Studienarbeit aus dem Jahr 2008 im Fachbereich Politik - Thema: Europäische Union, Note: 1,0, Helmut-Schmidt-Universität - Universität der Bundeswehr Hamburg, Veranstaltung: Politische Systeme, Sprache: Deutsch, Abstract: 'Die Türkei gehört nach Europa'1 lautete die eindeutige Forderung des Economist
im Dezember 2002. Ein EU-Beitritt der Türkei bedeute 'das Ende der Europäischen
Union'2 äußerte dagegen der frühere französische Staatspräsident und damalige
Vorsitzende des Konvents über die Zukunft Europas Valéry Giscard d'Estaing.
Die Meinungen über einen EU-Beitritt der Türkei gehen offensichtlich weit auseinander.

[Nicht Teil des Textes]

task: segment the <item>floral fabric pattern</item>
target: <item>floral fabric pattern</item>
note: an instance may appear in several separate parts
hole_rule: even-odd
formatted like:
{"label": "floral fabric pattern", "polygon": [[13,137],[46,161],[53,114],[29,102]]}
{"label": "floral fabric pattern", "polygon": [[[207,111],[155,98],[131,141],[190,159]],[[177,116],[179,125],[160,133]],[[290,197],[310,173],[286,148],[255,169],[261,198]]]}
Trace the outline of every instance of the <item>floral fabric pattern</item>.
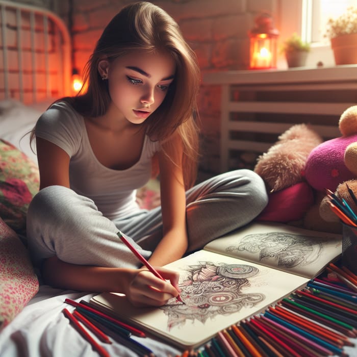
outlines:
{"label": "floral fabric pattern", "polygon": [[26,234],[27,210],[39,182],[36,164],[0,139],[0,217],[17,233]]}
{"label": "floral fabric pattern", "polygon": [[27,249],[0,218],[0,331],[22,311],[38,288]]}

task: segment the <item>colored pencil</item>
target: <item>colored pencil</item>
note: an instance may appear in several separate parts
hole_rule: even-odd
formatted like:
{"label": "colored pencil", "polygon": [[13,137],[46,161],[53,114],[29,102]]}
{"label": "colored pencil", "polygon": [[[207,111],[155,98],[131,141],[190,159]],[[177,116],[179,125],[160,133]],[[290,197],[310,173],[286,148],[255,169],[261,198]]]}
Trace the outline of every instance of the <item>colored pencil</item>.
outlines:
{"label": "colored pencil", "polygon": [[357,288],[357,279],[355,279],[352,276],[347,274],[342,269],[340,269],[340,268],[336,266],[333,263],[330,263],[330,264],[328,264],[328,267],[337,273],[338,273],[340,275],[342,275],[342,276],[352,283],[352,284],[355,285],[356,288]]}
{"label": "colored pencil", "polygon": [[82,336],[92,345],[93,348],[96,351],[101,357],[110,357],[109,353],[100,345],[98,344],[92,336],[88,334],[82,325],[77,321],[75,317],[72,315],[67,309],[65,308],[62,310],[65,316],[69,319],[71,322],[74,325],[77,331],[78,331]]}
{"label": "colored pencil", "polygon": [[[248,325],[248,324],[249,324]],[[245,331],[247,335],[248,335],[252,340],[254,342],[254,347],[259,350],[260,352],[263,351],[262,355],[265,357],[271,357],[271,356],[276,356],[277,357],[280,355],[280,353],[276,351],[275,353],[274,350],[271,350],[267,344],[262,340],[261,337],[261,332],[257,327],[256,326],[250,324],[250,320],[246,320],[241,322],[241,327],[243,330]]]}
{"label": "colored pencil", "polygon": [[247,357],[252,357],[251,354],[249,352],[244,344],[242,341],[237,337],[237,335],[233,332],[232,326],[230,326],[226,330],[226,332],[230,335],[235,344],[237,346],[237,349],[241,351],[244,356]]}
{"label": "colored pencil", "polygon": [[[296,351],[304,357],[315,357],[316,355],[317,351],[322,355],[327,356],[332,354],[332,352],[330,351],[323,349],[317,344],[312,343],[312,341],[308,339],[303,338],[300,335],[276,323],[275,321],[267,319],[265,316],[261,317],[259,321],[272,333],[274,334],[282,341],[293,347]],[[312,346],[313,346],[314,349],[311,348]]]}
{"label": "colored pencil", "polygon": [[274,353],[273,355],[276,356],[276,357],[284,357],[284,355],[280,353],[269,342],[268,342],[266,339],[263,338],[262,336],[258,336],[258,338],[266,346],[269,348],[271,352]]}
{"label": "colored pencil", "polygon": [[242,330],[242,327],[238,325],[233,325],[232,328],[233,331],[242,341],[244,346],[245,346],[246,349],[249,351],[252,357],[259,357],[259,356],[260,356],[259,351],[247,338],[247,336],[246,336]]}
{"label": "colored pencil", "polygon": [[225,329],[223,330],[223,331],[222,331],[222,333],[228,343],[232,346],[232,348],[234,350],[234,351],[237,355],[241,356],[242,357],[250,357],[250,354],[247,354],[246,353],[245,353],[244,351],[243,351],[238,346],[238,345],[237,344],[235,340],[233,339],[233,338],[230,334],[227,329]]}
{"label": "colored pencil", "polygon": [[327,340],[334,340],[337,343],[347,344],[346,341],[347,340],[343,335],[332,331],[326,326],[318,324],[315,321],[299,315],[299,314],[294,313],[294,312],[289,311],[284,308],[284,307],[277,305],[273,308],[270,308],[269,311],[283,318],[285,317],[288,321],[291,321],[292,323],[295,323],[303,329],[305,328],[309,330],[312,330],[321,336],[324,336],[325,338],[327,339]]}
{"label": "colored pencil", "polygon": [[350,275],[352,279],[357,280],[357,275],[351,271],[347,267],[341,267],[341,269],[348,275]]}
{"label": "colored pencil", "polygon": [[127,330],[125,328],[119,326],[118,325],[116,325],[109,320],[107,320],[107,319],[105,318],[99,316],[98,315],[96,315],[91,311],[88,311],[88,310],[82,309],[82,308],[80,306],[78,306],[76,309],[81,314],[84,315],[87,318],[90,317],[92,320],[101,323],[103,325],[106,326],[108,328],[113,330],[117,334],[120,334],[122,336],[125,337],[130,337],[132,334],[130,331],[129,330]]}
{"label": "colored pencil", "polygon": [[328,342],[326,342],[321,339],[318,338],[316,336],[314,336],[313,335],[311,335],[311,334],[307,333],[306,332],[304,331],[301,328],[294,326],[292,324],[291,324],[289,322],[287,322],[282,320],[282,319],[279,318],[276,316],[275,316],[269,312],[266,311],[264,313],[264,316],[271,319],[273,321],[275,321],[278,323],[282,324],[283,326],[285,326],[288,328],[289,328],[292,330],[293,331],[301,335],[302,336],[307,337],[308,339],[311,339],[313,340],[313,342],[316,342],[317,343],[321,345],[322,347],[325,347],[326,349],[331,351],[332,352],[334,352],[334,353],[337,353],[337,354],[341,354],[343,351],[342,348],[337,347],[336,346],[334,346],[333,345],[332,345],[330,343],[329,343]]}
{"label": "colored pencil", "polygon": [[212,351],[212,345],[210,344],[206,344],[205,345],[205,350],[207,353],[207,354],[209,357],[216,357],[213,351]]}
{"label": "colored pencil", "polygon": [[307,286],[309,288],[313,288],[315,291],[317,292],[322,292],[327,294],[330,296],[333,296],[336,298],[340,298],[343,300],[346,300],[347,302],[350,302],[354,304],[357,303],[357,296],[352,295],[349,294],[346,294],[340,291],[337,291],[328,288],[324,287],[319,287],[314,283],[309,283]]}
{"label": "colored pencil", "polygon": [[[117,233],[118,237],[121,240],[121,241],[134,253],[134,255],[136,258],[139,259],[140,262],[145,265],[146,268],[150,271],[152,274],[154,274],[155,276],[158,277],[161,280],[163,280],[166,282],[166,279],[164,279],[161,274],[157,271],[155,268],[140,254],[140,253],[137,250],[135,247],[129,241],[126,239],[126,238],[124,236],[124,235],[119,231],[118,233]],[[180,294],[178,294],[176,298],[180,302],[185,303],[181,298]]]}
{"label": "colored pencil", "polygon": [[111,322],[113,322],[113,323],[118,325],[120,327],[128,330],[133,335],[135,335],[139,337],[145,337],[146,336],[145,333],[142,331],[141,331],[140,330],[132,326],[128,325],[126,323],[124,323],[124,322],[119,321],[117,319],[115,319],[114,317],[112,317],[112,316],[110,316],[104,312],[101,312],[101,311],[97,310],[96,309],[94,309],[93,307],[90,305],[89,303],[87,301],[85,301],[82,300],[80,302],[77,302],[76,301],[68,298],[66,298],[64,301],[65,302],[69,303],[76,308],[79,307],[82,309],[84,309],[84,310],[90,311],[94,314],[96,314],[99,316],[101,316],[101,317],[107,319]]}
{"label": "colored pencil", "polygon": [[334,284],[329,282],[326,282],[324,280],[321,280],[321,279],[318,279],[315,278],[315,279],[312,279],[309,284],[313,284],[314,285],[318,285],[321,286],[323,288],[326,288],[326,289],[330,289],[332,290],[336,291],[339,291],[341,293],[344,293],[347,294],[347,295],[351,295],[354,296],[355,293],[350,290],[341,286],[341,285],[337,285],[337,284]]}
{"label": "colored pencil", "polygon": [[[348,337],[347,337],[347,336],[346,335],[344,334],[343,333],[340,331],[338,331],[337,329],[334,329],[329,326],[327,326],[325,324],[322,323],[321,322],[317,321],[316,319],[310,318],[308,316],[307,314],[301,315],[297,311],[294,311],[294,310],[291,310],[288,307],[284,306],[283,305],[276,305],[275,306],[275,308],[278,309],[279,310],[282,309],[286,313],[291,314],[292,315],[293,315],[295,316],[300,318],[304,321],[307,321],[310,323],[311,323],[313,326],[317,325],[317,326],[318,326],[318,327],[320,328],[320,329],[322,329],[323,330],[328,332],[328,333],[332,334],[332,335],[335,336],[336,338],[340,339],[340,340],[343,341],[344,344],[351,346],[354,345],[353,344],[349,344],[349,340],[348,339]],[[303,312],[302,312],[303,313]]]}
{"label": "colored pencil", "polygon": [[317,311],[313,311],[312,309],[303,306],[296,301],[293,301],[290,299],[284,298],[282,300],[281,303],[283,305],[287,303],[293,310],[295,310],[295,308],[298,308],[299,312],[302,314],[307,314],[308,316],[312,316],[313,318],[317,319],[327,326],[333,326],[333,328],[336,328],[338,331],[343,331],[343,333],[350,337],[354,337],[355,336],[353,330],[353,329],[351,326],[346,325],[346,324],[343,322],[337,320],[329,316],[320,314]]}
{"label": "colored pencil", "polygon": [[114,330],[110,329],[107,326],[92,319],[91,317],[87,317],[87,319],[93,323],[97,325],[103,332],[110,336],[113,340],[124,346],[126,348],[135,352],[138,355],[144,357],[155,357],[154,352],[150,348],[136,340],[132,339],[131,337],[123,336],[122,335],[115,332]]}
{"label": "colored pencil", "polygon": [[346,184],[346,187],[347,188],[347,191],[348,191],[348,193],[349,193],[349,195],[351,196],[352,199],[354,202],[354,204],[357,205],[357,198],[354,195],[354,193],[352,190],[352,189],[348,186],[348,185],[347,185],[347,183]]}
{"label": "colored pencil", "polygon": [[[325,299],[321,299],[318,296],[316,296],[316,295],[314,295],[314,294],[313,294],[313,293],[311,291],[310,291],[310,290],[307,289],[305,291],[304,291],[303,290],[297,290],[295,292],[295,293],[297,294],[298,295],[299,294],[300,294],[304,296],[309,297],[310,299],[320,301],[322,303],[329,305],[330,306],[333,307],[334,308],[336,309],[338,309],[339,310],[342,309],[345,311],[350,313],[350,314],[352,314],[352,315],[356,315],[356,317],[357,317],[357,311],[356,311],[355,310],[353,310],[351,309],[346,308],[344,306],[341,306],[341,305],[339,305],[338,304],[336,303],[335,302],[332,302],[331,301],[326,300]],[[356,302],[357,302],[357,301],[356,301]]]}
{"label": "colored pencil", "polygon": [[112,343],[109,338],[105,334],[104,334],[100,331],[96,326],[92,323],[85,316],[80,314],[78,311],[75,310],[73,311],[73,316],[77,319],[77,320],[79,320],[82,323],[85,324],[102,342],[104,342],[105,343]]}
{"label": "colored pencil", "polygon": [[211,340],[211,347],[218,357],[226,357],[215,337]]}
{"label": "colored pencil", "polygon": [[[284,353],[287,357],[288,356],[293,356],[294,357],[300,357],[298,353],[291,348],[289,346],[283,342],[280,339],[278,339],[274,334],[268,331],[257,319],[251,319],[249,322],[253,325],[255,325],[261,331],[261,334],[264,334],[265,338],[268,338],[270,343],[274,347],[281,353]],[[262,335],[261,334],[261,336]]]}
{"label": "colored pencil", "polygon": [[307,299],[304,296],[295,296],[294,301],[303,305],[305,308],[311,309],[315,312],[322,314],[326,316],[328,316],[330,318],[335,319],[337,321],[339,321],[346,325],[349,325],[351,330],[353,330],[355,327],[357,328],[357,321],[350,317],[347,317],[345,315],[343,315],[342,311],[341,314],[339,314],[333,312],[332,311],[332,309],[330,308],[324,309],[321,306],[321,304],[316,303],[315,301],[308,301]]}
{"label": "colored pencil", "polygon": [[355,292],[357,292],[357,286],[355,285],[350,280],[349,280],[348,279],[346,279],[343,275],[342,275],[341,274],[338,273],[337,271],[335,271],[335,270],[333,270],[328,267],[327,267],[326,268],[326,270],[330,273],[333,273],[340,282],[344,283],[345,284],[346,284],[346,285],[347,285],[349,289],[354,291]]}
{"label": "colored pencil", "polygon": [[237,349],[233,348],[233,345],[231,343],[231,340],[228,340],[226,337],[223,333],[223,331],[219,331],[217,334],[217,339],[220,341],[222,345],[222,349],[225,352],[225,355],[230,357],[244,357],[242,353],[237,353]]}
{"label": "colored pencil", "polygon": [[273,309],[269,309],[269,311],[273,315],[275,315],[287,322],[290,322],[299,328],[301,328],[324,341],[327,342],[330,342],[332,343],[333,343],[336,346],[339,347],[341,347],[344,344],[342,340],[328,333],[327,331],[324,331],[316,328],[315,326],[309,324],[308,321],[299,320],[296,316],[292,316],[291,314],[289,315],[286,312]]}
{"label": "colored pencil", "polygon": [[332,211],[345,223],[354,227],[357,227],[357,224],[355,223],[350,218],[347,217],[337,206],[334,205],[330,201],[327,201],[330,205],[330,208]]}

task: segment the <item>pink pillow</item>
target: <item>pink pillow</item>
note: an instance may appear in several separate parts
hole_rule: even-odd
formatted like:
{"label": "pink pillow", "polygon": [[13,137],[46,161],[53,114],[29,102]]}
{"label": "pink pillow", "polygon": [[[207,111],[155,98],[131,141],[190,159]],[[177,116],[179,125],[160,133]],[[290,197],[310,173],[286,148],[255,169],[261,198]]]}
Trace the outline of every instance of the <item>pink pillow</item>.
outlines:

Kaum ein anderes Thema wird im Zusammenhang mit der Europäischen
Integrationspolitik so kontrovers diskutiert wie die Frage, ob die Türkei in die Europäische
Union (EU) aufgenommen werden sollte.
Innerhalb der Gruppe der EU-Beitrittskandidaten nimmt die Türkei eine Sonderrolle
ein. Kein anderes Land hat sich dermaßen ausdauernd um eine EUMitgliedschaft
bemüht. Kein anderes Land ist dabei so oft enttäuscht worden. Ein
Wendepunkt der Beziehung zwischen der Türkei und der EU stellt der Gipfel von
Helsinki 1999 dar, auf dem der Türkei offiziell der Status eines Beitrittskandidaten
verliehen wurde. Durch die Eröffnung einer Beitrittsperspektive machte sich in
der Türkei eine EU-Euphorie breit, die sie ihre vormalige Blockadehaltung aufgeben
ließ. Unter dem innenpolitisch in Bedrängnis geratenen Präsidenten Ecevit wurden
Reformen durchgesetzt, die die Türkei der EU ein gutes Stück näherbrachten. Nach
demWahlsieg der islamisch geprägten Partei fürWohlstand und Gerechtigkeit (AKP)
im Jahr 2002 wurde der Reformkurs intensiviert, was dazu führte, dass die EU im
Jahr 2005 offiziell Beitrittsverhandlungen mit der Türkei aufnahm. Ein Eskalieren
des Kurdenkonflikts, anhaltende Probleme bei der praktischen Umsetzung der Reformen
sowie eine gewisse 'Reformmüdigkeit' trüben jedoch das ansonsten seit 1999
für viele überraschend positive Gesamtbild.
Die Dilalektik von Islam und Kemalismus ist für ein Verständnis der Türkei zentral.
Die unter Atatürk von oben durchgesetzte kemalistische Revolution sollte die
Rückständigkeit der Türkei beenden und sie auf das Entwicklungsniveau westeuropäischer
Nationen bringen. Als Ursache für die Rückständigkeit der Türkei machte
Atatürk den Islam aus, den er durch einen strengen Laizismus aus dem öffentlichen
Leben verbannte. Hätte die kemalistische Revolution nicht stattgefunden und wäre
der Laizismus somit niemals in die Türkei implementiert worden, bliebe ein Türkeibeitritt
zur EU vermutlich ausgeschlossen. Ein durch islamisches Recht geprägter
Gottesstaat wäre mit den Werten der EU wohl unvereinbar.